The inspiration behind these works are archaeological finds where residue of textiles and textile production are found in durable materials like pottery, tools and rusted metal adornments. For this project I specifically looked at Neolithic ceramic artefacts decorated with imprints of ropes and textiles (European Corded Ware culture), 20.000 year old negative impressions of perished fibre works from Dolní Věstonice (archaeological site in Czech Republic) and textile imprints found on metal tools and brooches from Danish Iron Age grave finds. In the works I look carefully at these traces and experiment with their role as witnesses to textiles that have over time decomposed and are now absent. With objects and prints the works reactivate the human gestures petrified in these traces.

3 2 1 Zero and Beyond

3 2 1 zero and beyond. Time is irrelevant! 1 billion years ago I emerged from darkness. Wet skin, damp skin and then dry from the sun. Two legs I walked the earth, the sea was no longer my home. What kind of home sickness do I feel from a home I can never return to? A child is still born out of water. The hissing sound, ”ssssssh”, calms us because it reminds us of the sound we hear when we are floating on our mothers water. Mother earths belly is our deep seas. In my deep unconscious I can feel her. Deep, dark, moist, wet, no light. Is it a longing? I don’t think so. More like an emergence, a source of thought. Consciousness, I don’t know. Never to forget. Remember. Remember when you were floating. Light glimmers. I have never been very deep in the waters. Or have I? My ancestors so far back that they were fish. Fish ancestors. Slippery, slimy living in the slam and mud. No hands, no feet. What were you thinking, getting out of there?

“3 2 1 zero and beyond” (2017), mono-print on textile, 260 x 380 cm. Solo exhibition at Lokaal 1b, Amsterdam.

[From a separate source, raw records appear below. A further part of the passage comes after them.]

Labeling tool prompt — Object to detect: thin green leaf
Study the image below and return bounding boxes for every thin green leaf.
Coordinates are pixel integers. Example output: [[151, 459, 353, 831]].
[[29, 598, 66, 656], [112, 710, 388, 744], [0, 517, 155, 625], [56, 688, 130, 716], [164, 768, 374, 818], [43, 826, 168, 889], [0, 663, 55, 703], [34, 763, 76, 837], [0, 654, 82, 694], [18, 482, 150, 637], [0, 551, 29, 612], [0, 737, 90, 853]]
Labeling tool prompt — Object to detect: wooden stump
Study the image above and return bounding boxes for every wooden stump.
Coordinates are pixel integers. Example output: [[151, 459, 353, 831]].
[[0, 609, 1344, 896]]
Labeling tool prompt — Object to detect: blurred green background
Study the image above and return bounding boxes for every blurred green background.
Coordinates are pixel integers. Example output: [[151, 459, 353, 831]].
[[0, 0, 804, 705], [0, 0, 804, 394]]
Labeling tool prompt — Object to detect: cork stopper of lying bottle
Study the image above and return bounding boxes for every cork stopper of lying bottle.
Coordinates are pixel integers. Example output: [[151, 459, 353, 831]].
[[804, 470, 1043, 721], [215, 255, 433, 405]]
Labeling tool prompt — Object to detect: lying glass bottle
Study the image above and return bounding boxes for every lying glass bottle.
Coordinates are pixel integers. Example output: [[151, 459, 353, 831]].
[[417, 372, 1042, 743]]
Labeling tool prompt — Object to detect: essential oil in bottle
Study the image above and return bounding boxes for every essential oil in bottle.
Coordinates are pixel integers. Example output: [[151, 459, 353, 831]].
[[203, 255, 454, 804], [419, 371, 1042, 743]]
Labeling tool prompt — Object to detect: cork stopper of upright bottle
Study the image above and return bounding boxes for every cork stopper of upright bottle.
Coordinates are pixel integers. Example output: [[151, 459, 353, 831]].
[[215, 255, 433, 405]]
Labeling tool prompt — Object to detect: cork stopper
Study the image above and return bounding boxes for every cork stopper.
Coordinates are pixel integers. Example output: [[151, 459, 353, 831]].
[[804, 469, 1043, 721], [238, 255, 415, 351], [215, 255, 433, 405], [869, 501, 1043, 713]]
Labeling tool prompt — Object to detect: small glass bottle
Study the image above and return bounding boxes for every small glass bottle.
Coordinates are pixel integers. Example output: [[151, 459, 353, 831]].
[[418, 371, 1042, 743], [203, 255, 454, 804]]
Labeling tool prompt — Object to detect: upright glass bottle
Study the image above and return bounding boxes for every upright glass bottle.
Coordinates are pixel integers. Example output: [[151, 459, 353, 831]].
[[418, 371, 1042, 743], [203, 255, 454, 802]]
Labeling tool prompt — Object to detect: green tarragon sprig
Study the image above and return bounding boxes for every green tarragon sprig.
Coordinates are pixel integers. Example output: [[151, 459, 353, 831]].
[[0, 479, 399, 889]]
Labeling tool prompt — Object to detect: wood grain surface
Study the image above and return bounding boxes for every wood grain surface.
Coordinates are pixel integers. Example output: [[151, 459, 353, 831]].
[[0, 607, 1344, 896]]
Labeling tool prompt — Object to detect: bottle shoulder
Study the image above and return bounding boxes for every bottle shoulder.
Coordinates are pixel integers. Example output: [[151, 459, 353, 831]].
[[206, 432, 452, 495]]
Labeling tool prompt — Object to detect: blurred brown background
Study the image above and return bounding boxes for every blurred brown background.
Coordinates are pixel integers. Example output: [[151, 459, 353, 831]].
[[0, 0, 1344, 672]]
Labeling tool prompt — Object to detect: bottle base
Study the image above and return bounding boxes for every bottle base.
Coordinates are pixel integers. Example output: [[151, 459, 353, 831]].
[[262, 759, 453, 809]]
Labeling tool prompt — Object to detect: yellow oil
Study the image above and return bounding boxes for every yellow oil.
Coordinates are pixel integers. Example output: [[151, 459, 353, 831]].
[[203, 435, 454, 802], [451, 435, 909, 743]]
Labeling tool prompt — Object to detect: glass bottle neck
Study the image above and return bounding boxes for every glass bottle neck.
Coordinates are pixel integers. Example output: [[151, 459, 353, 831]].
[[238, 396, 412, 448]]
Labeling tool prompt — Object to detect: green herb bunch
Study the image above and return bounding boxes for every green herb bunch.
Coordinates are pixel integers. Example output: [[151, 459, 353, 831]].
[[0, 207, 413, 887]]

The work were part of the exhibition with the same name that were part of a series of solo exhibitions initiated by Menno Dudok van Heel. The works in the show are a continuation of thoughts and reflections that surfaced during the residency ‘In time, we too will become ancestors…’ at Praksis Oslo sept/oct 2016. The residency was thematic and centered around notions on ancestry, ecology and heritage. The works in the show deal with thoughts on shared consciousness, renewal and memory. I wrote four texts that I would read out loud to visitors. The texts acting as guides and introductions to the works. See more about the works and texts here ‘To dare to listen’, ‘Transparency’ and ‘From new to renew’.

To Dare to Listen

To dare to listen. Listen dear. Inner ear. Is it words we are talking about? Words, worlds. In another language, where ”to name” (something) also means ”to shatter” (something). Shatter to pieces or shatter the unspeakable! You know, I think. Shatter to pieces, destroying cultures. Pieces like sawdust, floating in the sea, taken by the wind. Like seeds they will sprout somewhere else. If you die hard enough you will become alive again. Or? Becoming dark. Seeds die and become something from memory. Memory seeds. Seeds of memory named and shattered, spread out to sprout again somewhere else. To listen to the wind, whatever, cliché. What happens if we shatter the world? Big bang, dust glimmering because they are stars. Big ball of sawdust, dust-ball, really big cloud of dust. Just, to do it all over again. Blessed be the west, destroying cultures and making it alive again. The way we treat nature = the way we treat culture? I don’t know. I’m just a dreamer. No, not romantic enough to be a dreamer. The dream of the earth. To dare to listen. I dare me to listen. Me dare you to listen. Listen to what? Are we talking, ooops! Are we listening to sounds? Stop talking.

“3 2 1 zero and beyond” (2017), mono-print on textile, 120 x 750 cm. Solo exhibition at Lokaal 1b, Amsterdam.